Not by Reason Alone is a comment on the past and present of the politics of change. The book explores both interpretations of this statement: first, the accumulating evidence, anecdotes, and signs that reason alone does not drive the behaviour of groups or of nations; second, that we need to NOT be reasonable sometimes. This insightful analysis of the political economy of reform is coupled with the understanding that we need to be compassionate, passionate, creative, hopeful, altruistic, and otherwise unreasonable, to ensure that the politics of change is more than a dull grinding reconciliation of interests —at least once in a while.

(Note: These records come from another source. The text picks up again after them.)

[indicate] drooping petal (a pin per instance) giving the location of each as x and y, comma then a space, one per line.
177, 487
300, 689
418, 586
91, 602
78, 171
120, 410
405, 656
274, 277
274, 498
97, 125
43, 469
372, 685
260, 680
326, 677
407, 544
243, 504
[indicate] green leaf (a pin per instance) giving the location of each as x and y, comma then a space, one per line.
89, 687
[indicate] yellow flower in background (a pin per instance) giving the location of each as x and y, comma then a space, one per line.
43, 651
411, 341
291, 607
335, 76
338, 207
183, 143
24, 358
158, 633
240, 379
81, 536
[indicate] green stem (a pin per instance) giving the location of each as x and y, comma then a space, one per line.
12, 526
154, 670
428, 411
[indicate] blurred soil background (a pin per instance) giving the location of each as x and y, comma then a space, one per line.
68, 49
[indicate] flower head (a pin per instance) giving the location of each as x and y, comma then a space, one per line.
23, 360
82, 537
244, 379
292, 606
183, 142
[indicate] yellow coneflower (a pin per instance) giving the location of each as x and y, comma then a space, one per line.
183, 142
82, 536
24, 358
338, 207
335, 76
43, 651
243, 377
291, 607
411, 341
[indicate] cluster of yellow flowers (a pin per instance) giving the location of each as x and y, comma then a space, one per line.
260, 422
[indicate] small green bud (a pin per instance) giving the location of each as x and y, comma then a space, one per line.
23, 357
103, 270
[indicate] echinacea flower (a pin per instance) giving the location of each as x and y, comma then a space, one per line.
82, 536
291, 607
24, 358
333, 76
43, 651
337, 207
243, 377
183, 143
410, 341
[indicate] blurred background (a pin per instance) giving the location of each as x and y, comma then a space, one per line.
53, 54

India needs these kinds of unreasonable discontinuities now more than ever. Major liberalization happened more than a decade ago and while there have been important advances since then, the pace has slowed. The ‘reform days’ are slipping into the past. At the same time, the need for change has intensified. India still shines, India is still incredible, but the chinks in the armour are showing as never before.
Including a review of the results of the 2009 Lok Sabha elections, the author, N.K. Singh, draws on his experiences as a close observer, initiator and driver of India’s post-reform trajectory to analyse the directions in which India is moving. Having held top positions in the finance ministry and Planning Commission as a civil servant over the past decades, and currently as a member of the Rajya Sabha, N.K. Singh has a rare exposure to national, state, political, and bureaucratic aspects of India’s policy-making and policy- implementation processes.
Not by Reason Alone: The Politics of Change draws on that diverse experience to give the reader an unusual window into the Indian political economy. Singh has analysed, critiqued, explained and prompted several recent attempts at reforming infrastructure, opening the financial sector, Centre–state relations, deregulating administered prices, rationalizing subsidy and changing attitudes to India from a global perspective in his popular ‘From the Ringside’ column in the Indian Express and articles in other major national dailies.
In many ways the issues raised in this book, a companion to the earlier volume, are the core riddles of India’s economic development prospects.